Une offre d'emploi "low cost" à Pondichéry, en Inde, rémunéré en roupies indiennes l'équivalent de 160 à 320 euros par mois,

a déclenché la polémique ce week-end entre l'ANPE, des syndicalistes et le PS, alors que le gouvernement s'apprête à durcir les obligations pour les chômeurs.

Révélée par Le Parisien, cette offre à prix cassé porte sur un poste d'informaticien niveau Bac+2 spécialisé dans la conception de sites web.

La connaissance de l'anglais courant et technique est requise, le salaire proposé à "10.000 à 20.000 roupies" pour "40H00 hebdomadaires", selon l'offre consultable dimanche sur le site ANPE. "Protection sociale et avantages à négocier", précise l'annonce, dont le PS a demandé le "retrait immédiat".

Pour Alain Lecanu du syndicat des cadres CFE-CGC, "c'est incroyable, la mention +protection sociale à négocier+, c'est carrément du marchandage".

Selon lui, "cela montre bien qu'on a beaucoup de travail à faire sur la qualité des offres d'emploi" disponibles, au moment où le gouvernement s'apprête à durcir la législation pour la rendre plus coercitive et obliger les salariés au chômage à accepter un emploi, même moins payé ou plus éloigné que souhaité.

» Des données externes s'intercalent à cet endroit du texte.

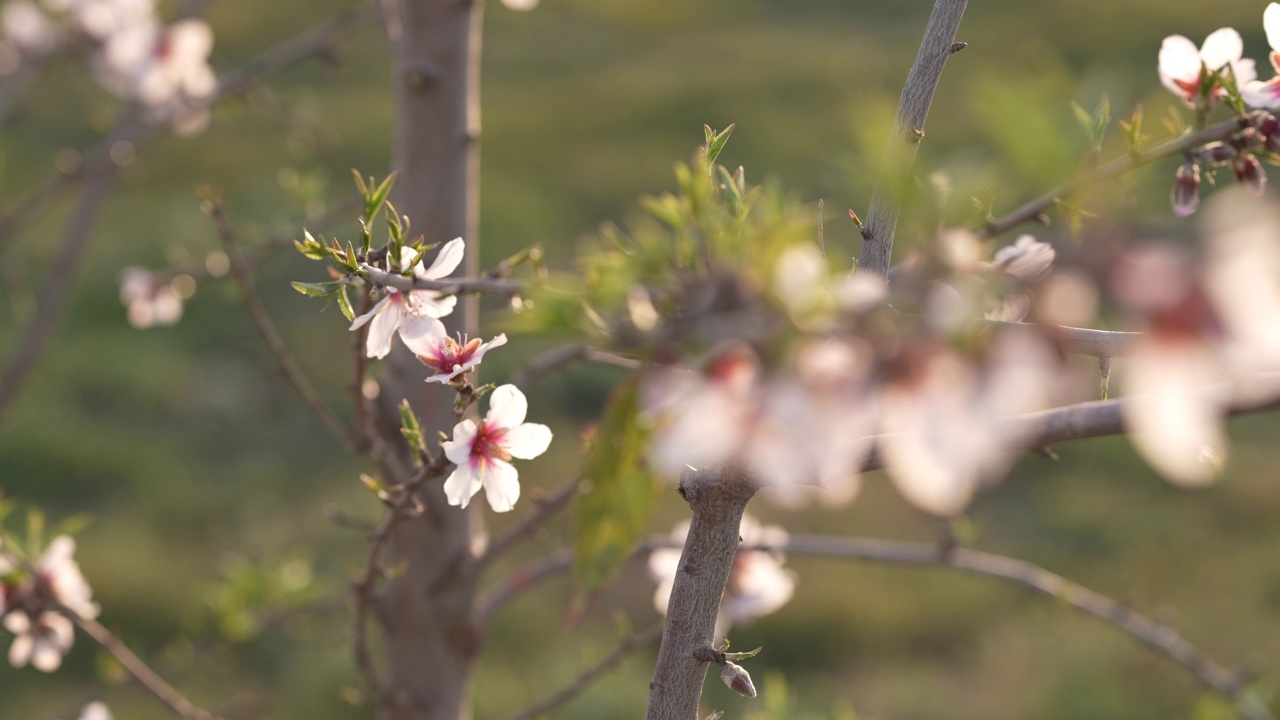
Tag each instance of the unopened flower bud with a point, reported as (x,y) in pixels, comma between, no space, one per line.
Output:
(1217,153)
(1185,195)
(737,679)
(1249,173)
(1269,127)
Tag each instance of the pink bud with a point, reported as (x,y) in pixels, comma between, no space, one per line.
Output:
(1185,195)
(737,679)
(1249,173)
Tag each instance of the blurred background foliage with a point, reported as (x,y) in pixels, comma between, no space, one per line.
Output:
(210,482)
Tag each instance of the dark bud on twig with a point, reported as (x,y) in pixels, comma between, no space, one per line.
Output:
(1185,195)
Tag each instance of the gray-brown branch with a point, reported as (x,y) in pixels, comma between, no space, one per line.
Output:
(913,108)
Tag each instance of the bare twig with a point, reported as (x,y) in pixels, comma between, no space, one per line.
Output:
(53,299)
(144,674)
(289,368)
(1156,636)
(455,286)
(630,645)
(717,500)
(1036,209)
(557,358)
(913,108)
(545,510)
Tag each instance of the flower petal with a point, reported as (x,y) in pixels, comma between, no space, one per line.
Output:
(528,441)
(1223,46)
(446,260)
(458,450)
(507,408)
(501,486)
(461,486)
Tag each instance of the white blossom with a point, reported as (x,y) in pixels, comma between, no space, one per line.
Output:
(416,313)
(483,451)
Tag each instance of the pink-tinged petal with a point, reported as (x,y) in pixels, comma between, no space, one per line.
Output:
(383,328)
(21,650)
(1173,419)
(423,333)
(1221,46)
(362,319)
(528,441)
(1258,94)
(432,302)
(1179,62)
(501,486)
(507,406)
(461,486)
(446,260)
(458,450)
(1271,23)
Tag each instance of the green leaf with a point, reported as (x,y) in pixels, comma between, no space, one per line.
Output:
(618,493)
(716,142)
(315,290)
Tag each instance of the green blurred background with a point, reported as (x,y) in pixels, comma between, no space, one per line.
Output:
(208,479)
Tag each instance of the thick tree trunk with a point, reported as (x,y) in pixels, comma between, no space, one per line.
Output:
(430,630)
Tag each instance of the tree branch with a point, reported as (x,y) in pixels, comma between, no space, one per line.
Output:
(288,367)
(717,499)
(144,674)
(58,287)
(913,108)
(1034,210)
(630,645)
(455,286)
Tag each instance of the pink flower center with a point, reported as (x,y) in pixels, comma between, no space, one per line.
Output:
(488,445)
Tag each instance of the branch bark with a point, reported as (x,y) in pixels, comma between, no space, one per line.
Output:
(913,108)
(717,499)
(430,632)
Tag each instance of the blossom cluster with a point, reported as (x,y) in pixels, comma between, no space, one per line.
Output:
(480,451)
(33,604)
(135,55)
(1217,73)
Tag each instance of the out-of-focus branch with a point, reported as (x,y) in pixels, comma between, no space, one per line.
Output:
(269,62)
(1036,209)
(913,108)
(547,507)
(630,645)
(717,499)
(141,671)
(53,299)
(456,286)
(560,356)
(284,359)
(1156,636)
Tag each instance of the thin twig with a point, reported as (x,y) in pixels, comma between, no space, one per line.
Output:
(913,108)
(455,286)
(560,356)
(545,510)
(284,359)
(1157,636)
(141,671)
(53,299)
(1034,210)
(630,645)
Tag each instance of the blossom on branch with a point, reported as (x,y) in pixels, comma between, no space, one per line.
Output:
(415,313)
(1256,92)
(33,607)
(1183,67)
(483,451)
(447,356)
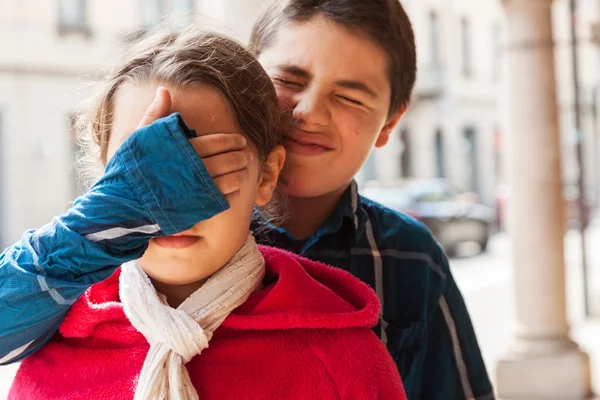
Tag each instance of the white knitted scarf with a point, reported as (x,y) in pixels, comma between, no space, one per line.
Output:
(177,335)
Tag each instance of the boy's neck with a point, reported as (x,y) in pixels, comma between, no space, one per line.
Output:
(177,294)
(305,215)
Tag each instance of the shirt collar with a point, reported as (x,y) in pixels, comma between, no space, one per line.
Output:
(348,214)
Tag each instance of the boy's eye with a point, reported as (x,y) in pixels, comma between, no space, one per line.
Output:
(286,82)
(351,101)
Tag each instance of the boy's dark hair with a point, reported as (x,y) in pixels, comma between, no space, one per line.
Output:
(383,21)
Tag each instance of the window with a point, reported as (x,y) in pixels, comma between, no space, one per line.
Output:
(496,51)
(152,12)
(434,38)
(73,14)
(472,158)
(183,9)
(78,186)
(3,194)
(439,155)
(405,154)
(465,33)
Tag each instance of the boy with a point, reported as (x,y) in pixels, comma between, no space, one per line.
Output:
(344,71)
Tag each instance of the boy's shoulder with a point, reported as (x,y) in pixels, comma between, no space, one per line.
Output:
(401,231)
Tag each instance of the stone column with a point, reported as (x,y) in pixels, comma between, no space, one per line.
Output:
(543,363)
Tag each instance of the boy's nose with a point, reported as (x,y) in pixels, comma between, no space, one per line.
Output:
(312,110)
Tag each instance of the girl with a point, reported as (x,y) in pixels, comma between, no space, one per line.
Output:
(196,310)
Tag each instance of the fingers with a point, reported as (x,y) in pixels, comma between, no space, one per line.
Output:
(231,183)
(160,107)
(227,163)
(218,143)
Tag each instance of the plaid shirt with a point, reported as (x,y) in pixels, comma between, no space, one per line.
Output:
(142,195)
(425,323)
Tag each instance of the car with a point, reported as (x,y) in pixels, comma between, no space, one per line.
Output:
(454,218)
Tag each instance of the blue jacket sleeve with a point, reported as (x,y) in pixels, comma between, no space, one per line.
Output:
(454,368)
(155,185)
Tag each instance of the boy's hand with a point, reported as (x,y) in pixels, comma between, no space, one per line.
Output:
(225,155)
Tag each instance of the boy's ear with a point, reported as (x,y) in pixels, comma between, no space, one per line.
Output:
(386,131)
(269,175)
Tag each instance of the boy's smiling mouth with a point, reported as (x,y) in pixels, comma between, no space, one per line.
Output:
(307,144)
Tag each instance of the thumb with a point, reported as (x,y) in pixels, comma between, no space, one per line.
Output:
(160,107)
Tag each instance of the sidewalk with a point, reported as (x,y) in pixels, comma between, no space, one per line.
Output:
(491,299)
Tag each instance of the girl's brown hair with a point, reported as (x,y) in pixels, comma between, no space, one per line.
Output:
(182,59)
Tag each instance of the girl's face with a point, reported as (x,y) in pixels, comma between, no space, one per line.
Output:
(204,109)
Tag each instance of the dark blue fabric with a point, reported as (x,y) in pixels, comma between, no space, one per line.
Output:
(155,178)
(429,332)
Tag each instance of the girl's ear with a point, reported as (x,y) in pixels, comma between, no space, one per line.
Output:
(267,181)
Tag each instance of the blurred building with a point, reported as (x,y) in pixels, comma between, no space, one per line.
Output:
(456,123)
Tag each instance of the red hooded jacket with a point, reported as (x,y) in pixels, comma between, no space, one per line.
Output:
(305,335)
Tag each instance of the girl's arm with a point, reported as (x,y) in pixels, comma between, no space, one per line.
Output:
(155,185)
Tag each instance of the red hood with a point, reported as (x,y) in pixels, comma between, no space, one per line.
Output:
(298,293)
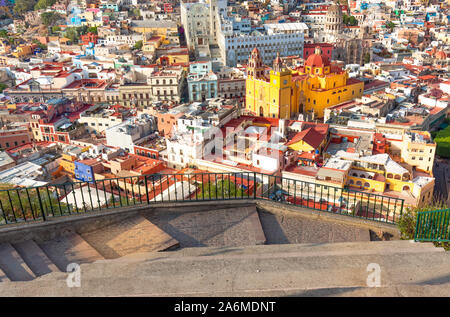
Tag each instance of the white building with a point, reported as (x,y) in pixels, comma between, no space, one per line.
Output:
(284,38)
(125,135)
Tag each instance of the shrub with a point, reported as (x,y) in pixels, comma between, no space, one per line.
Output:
(407,221)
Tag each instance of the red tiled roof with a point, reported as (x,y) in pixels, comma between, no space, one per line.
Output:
(310,136)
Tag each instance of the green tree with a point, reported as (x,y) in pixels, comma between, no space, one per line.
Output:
(92,29)
(136,12)
(72,35)
(390,25)
(50,18)
(366,58)
(23,6)
(55,29)
(442,140)
(44,4)
(407,222)
(138,45)
(40,45)
(3,87)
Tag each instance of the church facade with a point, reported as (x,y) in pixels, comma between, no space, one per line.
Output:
(285,93)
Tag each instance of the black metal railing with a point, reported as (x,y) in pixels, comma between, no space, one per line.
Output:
(41,203)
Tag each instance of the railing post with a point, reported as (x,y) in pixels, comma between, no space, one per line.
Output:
(417,226)
(40,204)
(146,190)
(254,185)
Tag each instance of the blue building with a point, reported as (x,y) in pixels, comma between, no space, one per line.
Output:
(202,82)
(84,172)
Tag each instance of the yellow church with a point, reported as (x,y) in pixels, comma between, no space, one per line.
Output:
(285,93)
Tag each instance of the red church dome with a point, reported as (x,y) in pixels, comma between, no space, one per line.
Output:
(317,60)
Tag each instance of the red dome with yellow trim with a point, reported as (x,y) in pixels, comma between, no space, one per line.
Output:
(317,60)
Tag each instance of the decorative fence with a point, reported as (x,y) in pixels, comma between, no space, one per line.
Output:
(41,203)
(433,226)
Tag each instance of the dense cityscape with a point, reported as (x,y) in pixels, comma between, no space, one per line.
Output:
(345,101)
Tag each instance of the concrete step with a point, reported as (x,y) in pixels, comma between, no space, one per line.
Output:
(133,235)
(13,265)
(301,250)
(35,258)
(237,226)
(69,249)
(3,277)
(259,273)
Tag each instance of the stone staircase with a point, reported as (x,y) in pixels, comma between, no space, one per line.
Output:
(329,269)
(29,259)
(223,253)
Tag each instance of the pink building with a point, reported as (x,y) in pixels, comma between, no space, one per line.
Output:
(309,48)
(14,137)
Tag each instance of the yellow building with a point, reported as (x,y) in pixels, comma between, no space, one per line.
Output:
(67,163)
(5,48)
(22,51)
(309,90)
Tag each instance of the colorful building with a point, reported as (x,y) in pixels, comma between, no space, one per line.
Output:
(310,89)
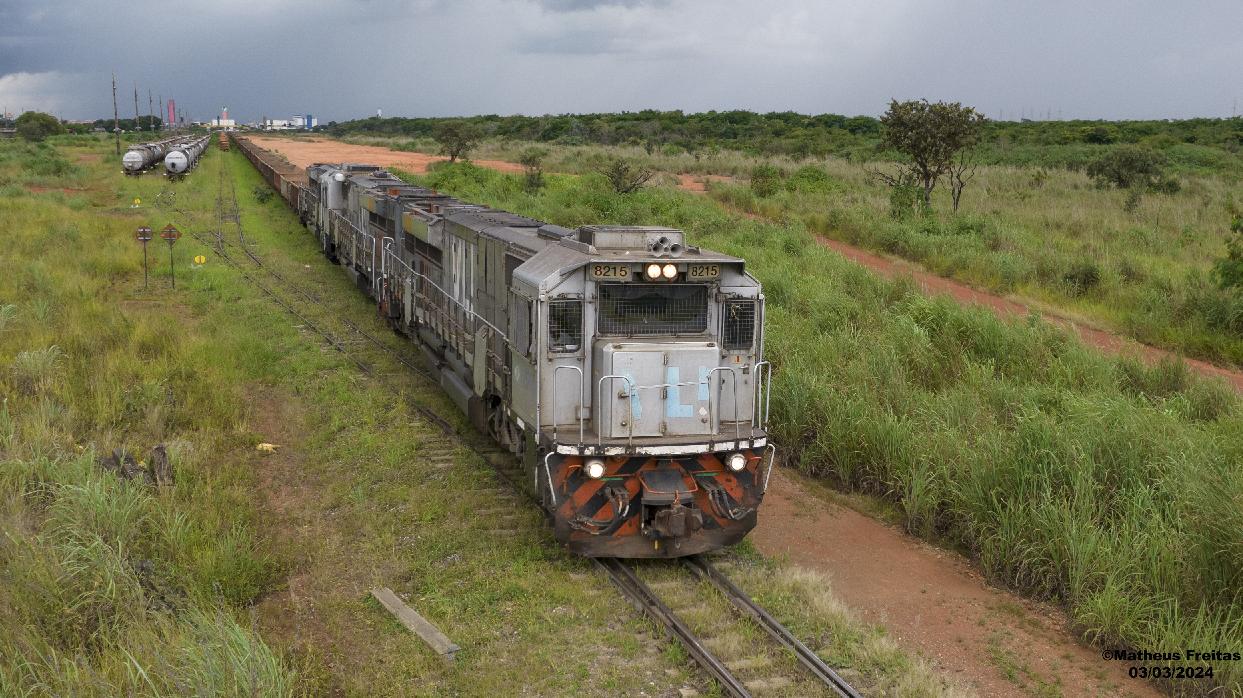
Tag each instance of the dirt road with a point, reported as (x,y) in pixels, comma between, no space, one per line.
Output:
(303,152)
(1004,307)
(930,600)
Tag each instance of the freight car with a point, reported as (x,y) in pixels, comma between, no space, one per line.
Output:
(184,154)
(623,365)
(144,155)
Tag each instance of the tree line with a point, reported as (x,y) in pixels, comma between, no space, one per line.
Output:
(788,133)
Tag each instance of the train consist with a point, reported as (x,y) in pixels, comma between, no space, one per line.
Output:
(144,155)
(184,154)
(620,364)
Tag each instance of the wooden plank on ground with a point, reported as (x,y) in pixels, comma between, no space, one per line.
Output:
(417,624)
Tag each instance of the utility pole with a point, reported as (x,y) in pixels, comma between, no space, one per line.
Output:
(116,117)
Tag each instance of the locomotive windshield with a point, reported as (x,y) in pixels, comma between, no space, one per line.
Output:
(648,309)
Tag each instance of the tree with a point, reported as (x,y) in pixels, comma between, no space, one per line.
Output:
(934,137)
(456,138)
(765,180)
(532,168)
(962,170)
(625,176)
(1130,167)
(37,126)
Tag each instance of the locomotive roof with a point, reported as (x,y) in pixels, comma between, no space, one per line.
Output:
(543,270)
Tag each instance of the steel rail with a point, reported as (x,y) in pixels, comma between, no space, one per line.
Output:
(618,571)
(740,599)
(646,601)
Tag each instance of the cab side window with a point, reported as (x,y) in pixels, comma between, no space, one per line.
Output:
(564,326)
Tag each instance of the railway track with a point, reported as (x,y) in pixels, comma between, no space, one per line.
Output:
(738,645)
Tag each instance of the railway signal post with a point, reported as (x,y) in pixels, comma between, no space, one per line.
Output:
(144,236)
(170,235)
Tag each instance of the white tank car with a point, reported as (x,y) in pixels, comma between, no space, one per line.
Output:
(141,157)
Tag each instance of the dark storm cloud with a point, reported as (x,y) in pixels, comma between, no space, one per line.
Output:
(343,58)
(581,5)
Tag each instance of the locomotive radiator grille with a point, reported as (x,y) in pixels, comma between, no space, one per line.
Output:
(649,309)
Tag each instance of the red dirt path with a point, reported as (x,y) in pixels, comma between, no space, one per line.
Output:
(931,601)
(1004,307)
(303,152)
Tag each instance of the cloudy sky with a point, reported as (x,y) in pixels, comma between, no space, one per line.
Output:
(344,58)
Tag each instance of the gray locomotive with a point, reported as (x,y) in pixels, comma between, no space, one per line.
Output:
(620,364)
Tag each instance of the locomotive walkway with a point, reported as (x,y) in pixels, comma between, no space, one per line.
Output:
(305,152)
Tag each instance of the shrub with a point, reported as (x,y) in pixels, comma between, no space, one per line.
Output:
(1082,277)
(811,179)
(625,176)
(1228,270)
(765,180)
(37,126)
(1130,167)
(532,168)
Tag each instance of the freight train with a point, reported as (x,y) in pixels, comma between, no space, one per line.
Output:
(622,364)
(144,155)
(183,155)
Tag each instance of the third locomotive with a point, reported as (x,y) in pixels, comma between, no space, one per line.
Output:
(622,364)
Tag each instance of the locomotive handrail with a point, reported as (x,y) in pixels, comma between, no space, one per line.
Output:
(763,389)
(599,406)
(716,422)
(582,401)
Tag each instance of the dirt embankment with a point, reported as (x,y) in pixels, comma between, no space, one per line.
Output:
(930,600)
(305,152)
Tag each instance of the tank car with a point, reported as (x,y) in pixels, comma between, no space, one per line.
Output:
(138,158)
(184,155)
(622,364)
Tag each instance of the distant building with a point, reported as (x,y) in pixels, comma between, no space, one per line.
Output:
(292,123)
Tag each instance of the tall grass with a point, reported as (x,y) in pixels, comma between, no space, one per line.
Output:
(1031,224)
(1103,483)
(111,586)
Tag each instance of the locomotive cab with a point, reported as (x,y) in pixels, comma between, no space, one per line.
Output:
(650,379)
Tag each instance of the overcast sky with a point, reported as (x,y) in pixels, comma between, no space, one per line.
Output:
(346,58)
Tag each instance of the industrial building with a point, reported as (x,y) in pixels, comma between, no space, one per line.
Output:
(292,123)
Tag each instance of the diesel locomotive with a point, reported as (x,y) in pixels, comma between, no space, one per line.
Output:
(622,364)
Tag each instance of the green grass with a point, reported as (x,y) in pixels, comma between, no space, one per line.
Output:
(111,586)
(1109,486)
(1032,225)
(250,575)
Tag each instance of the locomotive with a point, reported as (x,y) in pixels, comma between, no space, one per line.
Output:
(620,364)
(143,155)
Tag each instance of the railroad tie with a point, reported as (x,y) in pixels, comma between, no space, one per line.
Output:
(772,684)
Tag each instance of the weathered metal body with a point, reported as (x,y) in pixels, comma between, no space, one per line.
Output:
(144,155)
(638,404)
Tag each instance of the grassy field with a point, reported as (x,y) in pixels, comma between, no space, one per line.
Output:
(1105,484)
(249,575)
(1045,234)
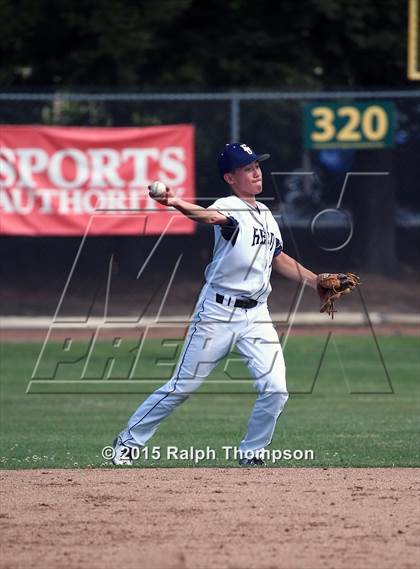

"Est-ce que, pour le gouvernement, cela fait partie des offres raisonnables d'emploi?", s'est-il interrogé, à deux jours d'une première grande réunion tripartite sur l'avenir de l'assurance chômage, avec les syndicats, le patronat et la ministre de l'Economie et de l'Emploi Christine Lagarde.

"C'est une offre difficile à refuser en tant qu'agent ANPE, car elle correspond aux salaires légaux indiens", a réagi Bernie Billey, déléguée CFDT à l'ANPE, qui est néanmoins "choquée" car "cela ressemble plutôt à un stage" et "étonnée car il y a beaucoup d'informaticiens de qualité en Inde".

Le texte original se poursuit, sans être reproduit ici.